### Configuring external location to access it from databricks

### Prerequisites

- **Create storage account**
-- You need an Azure Storage Account (preferably with Data Lake Storage Gen2 enabled and hierarchical namespace turned on). This is where your data will reside and be accessed by Databricks.

- **Create Databricks access connector**
-- An Azure Databricks Access Connector is a managed identity resource that allows Databricks to securely access Azure resources (like your storage account) without needing to manage secrets or keys.

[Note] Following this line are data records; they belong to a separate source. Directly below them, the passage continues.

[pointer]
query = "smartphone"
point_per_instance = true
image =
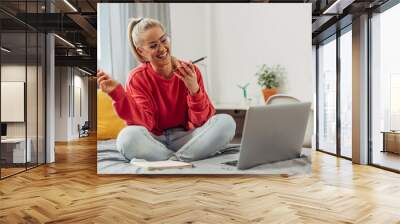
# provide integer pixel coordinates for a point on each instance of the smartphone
(198, 60)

- **Assign Databricks access connector to a role of Storage Data Contributor in storage account created**
-- You must grant the Access Connector the "Storage Blob Data Contributor" role on your storage account. This role assignment allows Databricks to read and write data in the storage account.

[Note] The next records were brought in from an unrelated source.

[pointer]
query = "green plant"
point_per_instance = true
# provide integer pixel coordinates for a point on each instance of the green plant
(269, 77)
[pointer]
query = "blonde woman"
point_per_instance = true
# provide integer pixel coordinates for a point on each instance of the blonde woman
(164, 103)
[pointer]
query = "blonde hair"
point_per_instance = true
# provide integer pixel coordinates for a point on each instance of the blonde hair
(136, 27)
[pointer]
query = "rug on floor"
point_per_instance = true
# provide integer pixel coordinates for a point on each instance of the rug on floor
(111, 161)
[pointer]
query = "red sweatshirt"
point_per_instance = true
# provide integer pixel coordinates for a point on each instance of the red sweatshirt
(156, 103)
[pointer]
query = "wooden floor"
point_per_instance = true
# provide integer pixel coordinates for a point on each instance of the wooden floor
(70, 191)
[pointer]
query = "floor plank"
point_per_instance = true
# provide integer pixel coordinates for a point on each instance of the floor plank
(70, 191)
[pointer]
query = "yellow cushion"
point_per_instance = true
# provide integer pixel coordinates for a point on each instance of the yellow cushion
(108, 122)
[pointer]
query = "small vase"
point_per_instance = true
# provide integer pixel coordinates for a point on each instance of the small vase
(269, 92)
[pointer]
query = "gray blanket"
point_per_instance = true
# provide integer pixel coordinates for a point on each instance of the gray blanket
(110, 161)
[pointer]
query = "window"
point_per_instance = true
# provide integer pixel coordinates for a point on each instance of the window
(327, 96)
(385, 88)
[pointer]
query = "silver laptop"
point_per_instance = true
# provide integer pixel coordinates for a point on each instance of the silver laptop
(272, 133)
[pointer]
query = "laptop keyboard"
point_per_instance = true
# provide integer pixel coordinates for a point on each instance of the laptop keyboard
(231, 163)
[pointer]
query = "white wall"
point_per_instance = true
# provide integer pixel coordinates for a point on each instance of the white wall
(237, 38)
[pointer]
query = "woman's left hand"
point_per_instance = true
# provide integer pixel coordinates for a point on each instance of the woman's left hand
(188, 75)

- **In Databricks workspace, create storage credential to wrap access connector in order to connect to external storage** -- In Databricks, you create a storage credential that uses the Access Connector. This credential is then referenced when you define external locations, allowing Databricks to authenticate and access your storage securely.

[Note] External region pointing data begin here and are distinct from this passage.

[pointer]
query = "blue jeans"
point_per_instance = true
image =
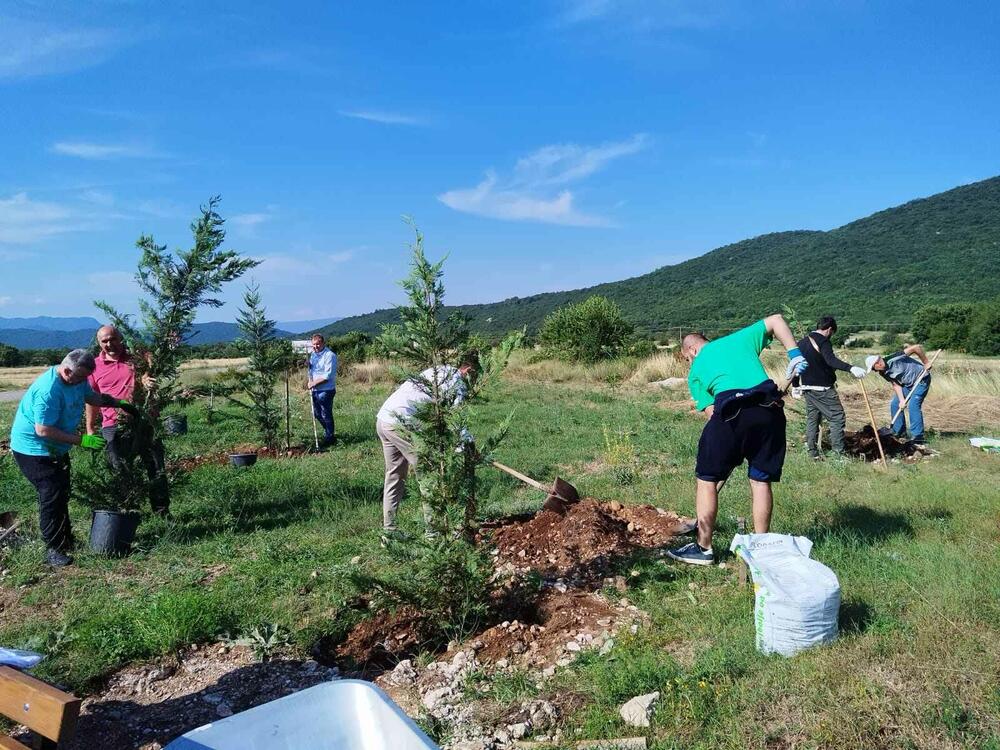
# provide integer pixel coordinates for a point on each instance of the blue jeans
(913, 406)
(323, 411)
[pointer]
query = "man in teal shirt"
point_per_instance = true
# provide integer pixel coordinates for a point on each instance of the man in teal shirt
(746, 422)
(45, 428)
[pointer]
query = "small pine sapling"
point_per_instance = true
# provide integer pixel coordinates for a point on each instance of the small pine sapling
(174, 286)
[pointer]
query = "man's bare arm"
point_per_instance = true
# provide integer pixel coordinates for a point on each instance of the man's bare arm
(778, 328)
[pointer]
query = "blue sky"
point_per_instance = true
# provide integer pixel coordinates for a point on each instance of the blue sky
(544, 145)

These steps ensure secure, managed, and scalable access from Databricks to your Azure storage resources.

In [0]:
%sql
CREATE EXTERNAL LOCATION IF NOT EXISTS databricks_external_loc_gizmobox
    URL 'abfss://gizmobox@databricksextstorageacc.dfs.core.windows.net/'
    WITH (STORAGE CREDENTIAL databricks_ext_sc)


In [0]:
%fs ls 'abfss://gizmobox@databricksextstorageacc.dfs.core.windows.net/Landing/Operational_data'

**Catalog**
- A catalog is the top-level container in Unity Catalog. It organizes schemas (databases) and provides a way to manage access control and data governance across multiple schemas and tables.

**Schema**
- A schema (also called a database) is a logical grouping of tables, views, and functions within a catalog. Schemas help organize data objects and manage permissions at a finer level than catalogs.

**Volume**
- A volume is a Unity Catalog object that provides managed, file-level access to data stored in cloud object storage. Volumes are used to store non-tabular data (such as images, documents, or other files) and are accessible via file APIs, not SQL tables.

###  Create Catalog

In [0]:
%sql
show catalogs

In [0]:
%sql
CREATE CATALOG IF NOT EXISTS  gizmobox
      MANAGED LOCATION 'abfss://gizmobox@databricksextstorageacc.dfs.core.windows.net/' 

### Create Schema

In [0]:
%sql
USE CATALOG gizmobox;
CREATE SCHEMA IF NOT EXISTS Landing
  MANAGED LOCATION 'abfss://gizmobox@databricksextstorageacc.dfs.core.windows.net/landing'
      

In [0]:
%sql
CREATE SCHEMA IF NOT EXISTS Bronze
  MANAGED LOCATION 'abfss://gizmobox@databricksextstorageacc.dfs.core.windows.net/bronze';
CREATE SCHEMA IF NOT EXISTS Silver
  MANAGED LOCATION 'abfss://gizmobox@databricksextstorageacc.dfs.core.windows.net/silver';
CREATE SCHEMA IF NOT EXISTS Gold
  MANAGED LOCATION 'abfss://gizmobox@databricksextstorageacc.dfs.core.windows.net/gold'

In [0]:
%sql
show schemas

### Create Volume

In [0]:
%sql
USE CATALOG gizmobox;
USE SCHEMA landing;

CREATE EXTERNAL VOLUME IF NOT EXISTS operational_data 
LOCATION 'abfss://gizmobox@databricksextstorageacc.dfs.core.windows.net/Landing/Operational_data'

In [0]:
%sql
USE CATALOG gizmobox;
USE SCHEMA landing;

CREATE EXTERNAL VOLUME IF NOT EXISTS external_data 
LOCATION 'abfss://gizmobox@databricksextstorageacc.dfs.core.windows.net/Landing/Operational_data'

In [0]:
%fs ls /Volumes/gizmobox/landing/operational_data/addresses

In [0]:
%sql
CREATE EXTERNAL LOCATION databricks_external_loc_gizmobox
    URL 'abfss://gizmobox@databricksextstorageacc.dfs.core.windows.net'
    WITH (STORAGE CREDENTIAL databricks_ext_loc_sc
)